Sesuai ketentuan Pasal 167 ayat (4) UU No. 7 Tahun 2017 tentang Pemilu (UU Pemilu), tahapan dalam penyelenggaraan pemilu meliputi: a) perencanaan program dan anggaran serta penyusunan peraturan pelaksanaan Penyelenggaraan pemilu; b) pemutakhiran data pemilih dan penyusunan daftar pemilih; c) pendaftaran dan verifikasi peserta pemilu; e) penetapan peserta pemilu; f) penetapan jumlah kursi dan penetapan daerah pemilihan; g) pencalonan Presiden dan wakil presiden serta anggota DPR, DPD, DPRD provinsi, dan DPRD kabupaten/kota; g) masa kampanye pemilu; h) masa tenang; i) pemungutan dan penghitungan suara; j) penetapan hasil pemilu; dan k) pengucapan sumpah/janji Presiden dan Wakil Presiden serta anggota DPR, DPD, DPRD provinsi, dan DPRD kabupaten/kota. KPU sendiri sudah melaksanakan tahapan sampai pada penetapan jumlah kursi dan penetapan daerah sebagaimana diatur dalam PKPU No. 6 Tahun 2023 tentang Daerah Pemilihan dan Alokasi Kursi Anggota DPR, DPRD Provinsi, dan DPRD Kabupaten/Kota Pemilu Tahun 2024 sebagai tindak lanjut putusan MK Nomor 80/PUU-XX/2022.

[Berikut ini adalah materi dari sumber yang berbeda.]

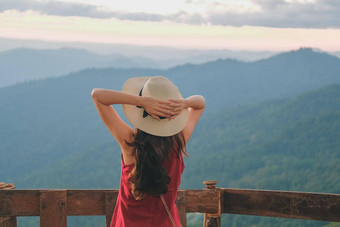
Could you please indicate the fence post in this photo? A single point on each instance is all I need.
(53, 208)
(212, 220)
(7, 221)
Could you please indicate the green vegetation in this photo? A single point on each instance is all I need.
(52, 137)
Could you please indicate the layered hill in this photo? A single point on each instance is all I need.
(270, 124)
(47, 120)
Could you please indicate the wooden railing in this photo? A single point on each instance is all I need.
(53, 206)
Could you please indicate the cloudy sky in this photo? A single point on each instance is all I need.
(203, 24)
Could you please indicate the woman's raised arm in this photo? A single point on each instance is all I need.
(104, 98)
(195, 105)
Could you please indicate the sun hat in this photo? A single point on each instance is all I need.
(158, 87)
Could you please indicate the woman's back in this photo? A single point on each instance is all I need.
(149, 211)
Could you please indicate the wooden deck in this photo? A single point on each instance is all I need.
(53, 206)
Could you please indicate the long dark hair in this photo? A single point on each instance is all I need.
(149, 176)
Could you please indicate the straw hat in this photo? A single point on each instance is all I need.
(158, 87)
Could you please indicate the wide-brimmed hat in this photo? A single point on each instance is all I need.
(158, 87)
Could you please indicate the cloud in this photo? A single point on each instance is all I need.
(267, 13)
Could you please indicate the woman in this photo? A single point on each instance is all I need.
(152, 161)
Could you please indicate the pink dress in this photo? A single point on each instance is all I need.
(150, 211)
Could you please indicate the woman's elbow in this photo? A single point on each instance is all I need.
(94, 93)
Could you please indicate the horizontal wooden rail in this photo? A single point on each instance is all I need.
(53, 206)
(301, 205)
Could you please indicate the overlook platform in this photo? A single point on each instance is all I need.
(53, 206)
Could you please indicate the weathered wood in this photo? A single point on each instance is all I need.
(10, 221)
(213, 219)
(313, 206)
(180, 203)
(53, 208)
(86, 202)
(203, 201)
(19, 203)
(110, 203)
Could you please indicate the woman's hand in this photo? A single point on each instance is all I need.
(157, 108)
(177, 106)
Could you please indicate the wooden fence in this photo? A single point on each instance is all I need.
(53, 206)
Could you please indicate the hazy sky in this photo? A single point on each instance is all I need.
(203, 24)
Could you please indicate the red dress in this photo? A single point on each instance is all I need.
(150, 211)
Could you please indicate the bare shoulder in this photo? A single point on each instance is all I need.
(127, 150)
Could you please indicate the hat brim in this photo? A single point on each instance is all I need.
(133, 114)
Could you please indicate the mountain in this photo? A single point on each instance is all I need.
(52, 117)
(289, 144)
(24, 64)
(270, 124)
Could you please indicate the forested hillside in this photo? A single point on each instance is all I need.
(271, 124)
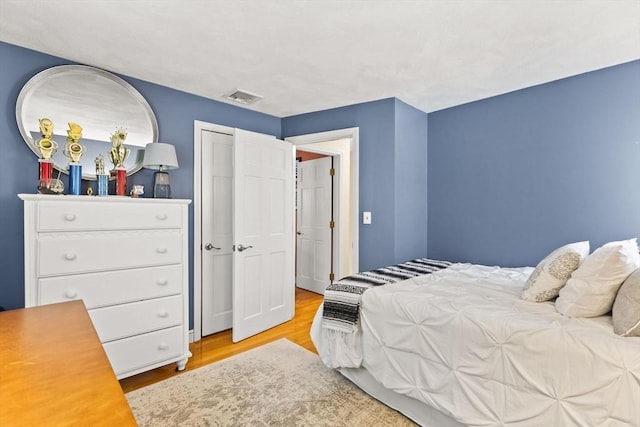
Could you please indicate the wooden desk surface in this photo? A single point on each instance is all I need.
(54, 371)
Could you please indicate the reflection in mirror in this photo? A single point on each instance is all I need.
(99, 101)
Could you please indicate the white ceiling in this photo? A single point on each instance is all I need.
(304, 56)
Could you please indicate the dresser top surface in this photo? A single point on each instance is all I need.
(54, 370)
(101, 199)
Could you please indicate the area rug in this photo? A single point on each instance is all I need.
(278, 384)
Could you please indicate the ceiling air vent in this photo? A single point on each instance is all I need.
(242, 96)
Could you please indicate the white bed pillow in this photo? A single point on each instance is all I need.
(626, 308)
(552, 273)
(592, 288)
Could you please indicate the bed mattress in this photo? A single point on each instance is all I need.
(462, 341)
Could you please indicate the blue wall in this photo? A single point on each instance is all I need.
(175, 112)
(514, 176)
(410, 183)
(392, 180)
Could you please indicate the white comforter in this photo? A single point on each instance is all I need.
(462, 341)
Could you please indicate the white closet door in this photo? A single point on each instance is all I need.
(263, 229)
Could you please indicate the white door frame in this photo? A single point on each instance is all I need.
(198, 127)
(303, 142)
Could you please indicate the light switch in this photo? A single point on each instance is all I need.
(366, 217)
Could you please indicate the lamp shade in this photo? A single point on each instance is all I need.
(160, 156)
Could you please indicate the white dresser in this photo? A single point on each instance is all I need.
(127, 259)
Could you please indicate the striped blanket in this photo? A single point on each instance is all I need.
(342, 298)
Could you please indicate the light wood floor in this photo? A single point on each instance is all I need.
(219, 346)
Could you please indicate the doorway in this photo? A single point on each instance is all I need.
(243, 231)
(341, 144)
(314, 221)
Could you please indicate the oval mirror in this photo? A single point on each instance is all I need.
(98, 101)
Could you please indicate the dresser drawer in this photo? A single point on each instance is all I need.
(145, 350)
(125, 320)
(112, 287)
(68, 215)
(70, 253)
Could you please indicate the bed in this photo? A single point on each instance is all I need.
(460, 346)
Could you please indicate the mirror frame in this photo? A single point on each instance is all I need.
(42, 77)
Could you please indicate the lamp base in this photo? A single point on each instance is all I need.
(161, 186)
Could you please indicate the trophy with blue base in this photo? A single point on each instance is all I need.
(74, 150)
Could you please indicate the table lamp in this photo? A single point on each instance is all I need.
(161, 157)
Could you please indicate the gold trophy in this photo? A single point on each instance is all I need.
(119, 152)
(46, 146)
(73, 149)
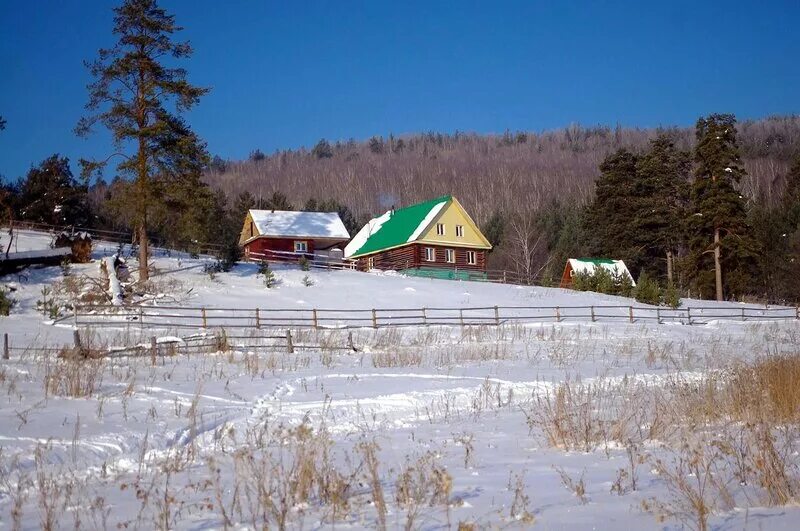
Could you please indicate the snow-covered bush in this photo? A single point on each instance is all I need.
(6, 302)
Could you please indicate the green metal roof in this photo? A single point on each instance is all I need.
(596, 260)
(400, 226)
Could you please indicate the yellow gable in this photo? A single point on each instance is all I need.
(444, 229)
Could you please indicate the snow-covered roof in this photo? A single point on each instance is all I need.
(280, 223)
(588, 265)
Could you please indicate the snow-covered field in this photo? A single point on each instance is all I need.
(570, 425)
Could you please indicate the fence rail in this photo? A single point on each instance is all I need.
(182, 317)
(314, 261)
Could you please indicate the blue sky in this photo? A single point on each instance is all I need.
(285, 74)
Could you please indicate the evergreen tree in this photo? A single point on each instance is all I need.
(134, 85)
(662, 190)
(609, 218)
(722, 251)
(49, 194)
(322, 150)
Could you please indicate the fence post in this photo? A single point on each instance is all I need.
(289, 344)
(76, 339)
(350, 342)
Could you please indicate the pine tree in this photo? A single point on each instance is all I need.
(609, 218)
(133, 89)
(662, 190)
(322, 150)
(49, 194)
(720, 241)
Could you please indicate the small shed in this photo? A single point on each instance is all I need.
(589, 265)
(288, 235)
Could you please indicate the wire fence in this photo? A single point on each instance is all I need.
(183, 317)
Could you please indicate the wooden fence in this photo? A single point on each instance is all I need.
(312, 260)
(181, 317)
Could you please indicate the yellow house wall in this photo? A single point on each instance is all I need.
(451, 216)
(246, 234)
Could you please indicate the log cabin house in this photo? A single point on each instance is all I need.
(287, 235)
(436, 238)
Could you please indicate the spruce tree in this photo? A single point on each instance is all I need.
(722, 250)
(609, 218)
(136, 94)
(662, 190)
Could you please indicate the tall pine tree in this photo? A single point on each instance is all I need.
(135, 95)
(608, 222)
(662, 190)
(722, 252)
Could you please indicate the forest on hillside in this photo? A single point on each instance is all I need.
(509, 173)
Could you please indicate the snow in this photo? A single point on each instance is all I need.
(415, 391)
(299, 224)
(373, 226)
(429, 217)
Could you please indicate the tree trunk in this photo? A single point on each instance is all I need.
(717, 264)
(669, 265)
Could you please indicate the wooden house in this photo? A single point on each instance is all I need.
(436, 238)
(288, 235)
(575, 266)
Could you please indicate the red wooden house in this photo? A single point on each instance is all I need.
(281, 234)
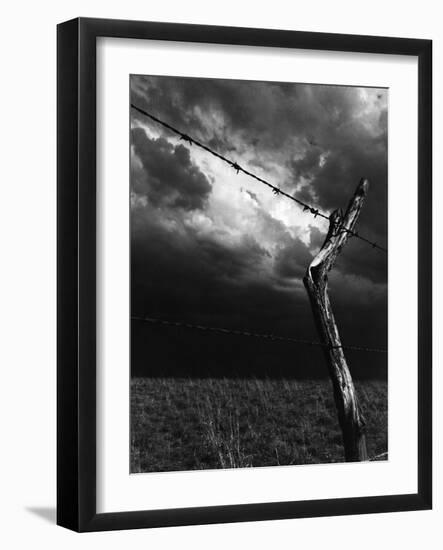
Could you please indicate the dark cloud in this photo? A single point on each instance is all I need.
(323, 139)
(168, 176)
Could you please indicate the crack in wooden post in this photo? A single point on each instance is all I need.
(350, 416)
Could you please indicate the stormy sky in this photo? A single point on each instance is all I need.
(212, 247)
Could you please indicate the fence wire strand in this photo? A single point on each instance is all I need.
(250, 334)
(235, 166)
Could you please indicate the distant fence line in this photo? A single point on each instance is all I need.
(270, 337)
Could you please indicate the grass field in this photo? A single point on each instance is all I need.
(194, 424)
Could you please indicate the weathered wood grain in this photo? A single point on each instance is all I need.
(351, 419)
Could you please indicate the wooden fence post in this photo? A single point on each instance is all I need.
(350, 417)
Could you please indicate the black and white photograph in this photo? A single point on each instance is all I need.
(259, 293)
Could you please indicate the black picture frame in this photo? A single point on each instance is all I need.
(76, 266)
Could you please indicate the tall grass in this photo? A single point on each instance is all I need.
(187, 424)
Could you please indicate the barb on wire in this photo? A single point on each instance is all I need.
(276, 190)
(272, 337)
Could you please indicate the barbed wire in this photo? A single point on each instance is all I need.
(276, 190)
(271, 337)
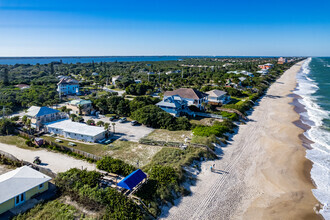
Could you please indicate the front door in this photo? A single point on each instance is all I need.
(19, 199)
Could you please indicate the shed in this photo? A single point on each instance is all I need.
(132, 180)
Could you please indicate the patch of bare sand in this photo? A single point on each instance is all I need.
(266, 173)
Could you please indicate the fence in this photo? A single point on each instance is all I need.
(43, 170)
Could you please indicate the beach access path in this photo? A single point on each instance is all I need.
(56, 162)
(263, 172)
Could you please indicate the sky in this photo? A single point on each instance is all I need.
(166, 27)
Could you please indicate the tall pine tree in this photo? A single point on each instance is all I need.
(5, 77)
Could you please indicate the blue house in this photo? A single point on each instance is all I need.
(68, 86)
(173, 105)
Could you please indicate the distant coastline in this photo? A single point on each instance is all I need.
(97, 59)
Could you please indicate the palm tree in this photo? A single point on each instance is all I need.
(113, 125)
(80, 107)
(28, 124)
(100, 123)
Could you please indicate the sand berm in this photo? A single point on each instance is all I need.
(263, 172)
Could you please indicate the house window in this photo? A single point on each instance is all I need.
(19, 199)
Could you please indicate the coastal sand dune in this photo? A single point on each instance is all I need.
(263, 173)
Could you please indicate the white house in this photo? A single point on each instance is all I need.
(18, 186)
(192, 96)
(217, 97)
(76, 130)
(42, 115)
(114, 79)
(173, 105)
(68, 86)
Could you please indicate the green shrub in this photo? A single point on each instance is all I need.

Dampak putusan ini setidaknya kita dapat menganalisa dan pengaruhnya, pertama dari aspek hukum, putusan PN Jakarta Pusat tersebut harus kita hormati sebagai sebagai putusan lembaga yudikatif dalam kerangka negara hukum, sembari menunggu KPU melakukan upaya hukum banding kepada pengadilan tinggi (PT) Jakarta. Menyangkut aspek kompetensi absolut untuk memeriksa, mengadili, memutus dan menyelesaikan perkara terkait dengan proses penyelenggaraan pemilu, perlu kita kritisi apakah yang dilakukan oleh KPU dalam perkara yang diajukan oleh Partai Prima sebagai kategori PMH berdasarkan ketentuan Pasal 1365 KUHPerdata, apakah relevan pertimbangan hukum digunakan dalam memutuskan perkara ini. Kalau mekanisme litigasi yang ditempuh dalam perkara ini, apakah lebih tepat permohonan diajukan kepada PTUN untuk memeriksa, mengadili, memutus dan menyelesaikan gugatan Partai Prima.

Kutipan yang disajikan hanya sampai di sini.